Ghigo sa che diversi governatori hanno progetti pesanti per la scuola. La legge sul federalismo - che ha riformato il titolo V della Costituzione - consente loro persino di legiferare. Una diessina moderata come la presidente della Regione Umbria, Rita Lorenzetti, sostiene correntemente che "le Regioni sono quantomeno concorrenti con lo Stato" in materia di istruzione. Il suo collega di partito Vasco Errani (Emilia-Romagna) ha minacciato un ricorso alla Corte Costituzionale "se il governo non cambierà sostanzialmente il proprio atteggiamento". Ma non è tutto. Anche i governatori del centrodestra la pensano allo stesso modo. Anzi. Il presidente della Lombardia Roberto Formigoni considera l'istruzione un suo vecchio pallino e dichiara che "una parte delle materie di insegnamento deve essere stabilita a livello regionale". Vuole creare percorsi formativi legati alle filiere produttive lombarde e alle aziende di eccellenza della regione. Ha giurato che si batterà per l'abolizione del valore legale del titolo di studio per poi poter mettere in concorrenza le scuole tra loro, con premi a chi attira più alunni.

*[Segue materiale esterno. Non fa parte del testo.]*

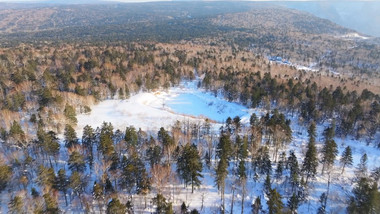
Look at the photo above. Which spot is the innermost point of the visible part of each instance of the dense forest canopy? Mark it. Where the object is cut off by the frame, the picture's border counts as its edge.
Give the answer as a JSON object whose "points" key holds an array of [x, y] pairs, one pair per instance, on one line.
{"points": [[60, 61]]}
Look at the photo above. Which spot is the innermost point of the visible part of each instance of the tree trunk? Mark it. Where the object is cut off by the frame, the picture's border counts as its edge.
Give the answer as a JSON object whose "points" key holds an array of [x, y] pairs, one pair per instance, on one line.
{"points": [[233, 198]]}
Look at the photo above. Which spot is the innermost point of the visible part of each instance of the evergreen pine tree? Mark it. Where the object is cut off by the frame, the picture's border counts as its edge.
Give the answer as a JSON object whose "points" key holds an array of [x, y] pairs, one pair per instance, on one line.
{"points": [[310, 163], [294, 170], [76, 162], [61, 182], [323, 202], [275, 204], [256, 207], [346, 159], [51, 205], [70, 136], [115, 207], [329, 150], [70, 114], [189, 166], [15, 206], [267, 185], [293, 203], [5, 176]]}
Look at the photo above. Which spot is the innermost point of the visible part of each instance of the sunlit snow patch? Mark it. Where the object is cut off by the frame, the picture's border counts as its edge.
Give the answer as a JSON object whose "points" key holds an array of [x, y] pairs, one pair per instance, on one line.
{"points": [[152, 110]]}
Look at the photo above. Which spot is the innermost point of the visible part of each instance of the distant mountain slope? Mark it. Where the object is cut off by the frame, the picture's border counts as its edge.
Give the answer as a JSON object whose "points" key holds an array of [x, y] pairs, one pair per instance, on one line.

L'offensiva delle Regioni, sui cui tempi non c'è alcun elemento certo, è destinata a creare contraccolpi dentro la stessa maggioranza di centrodestra (An e Biancofiore, si sa, sono di cultura più centralista) e soprattutto avrà l'effetto di terrorizzare la struttura ministeriale, che arroccata nel dicastero di viale Trastevere stenta a rendersi conto che gli assessori regionali non sono dipendenti da indottrinare a colpi di circolari. Sarà anche per questo che la Moratti sui tempi della riforma è stata prudentissima. Non ha voluto indicare date. Ha capito che sarà una lunga marcia.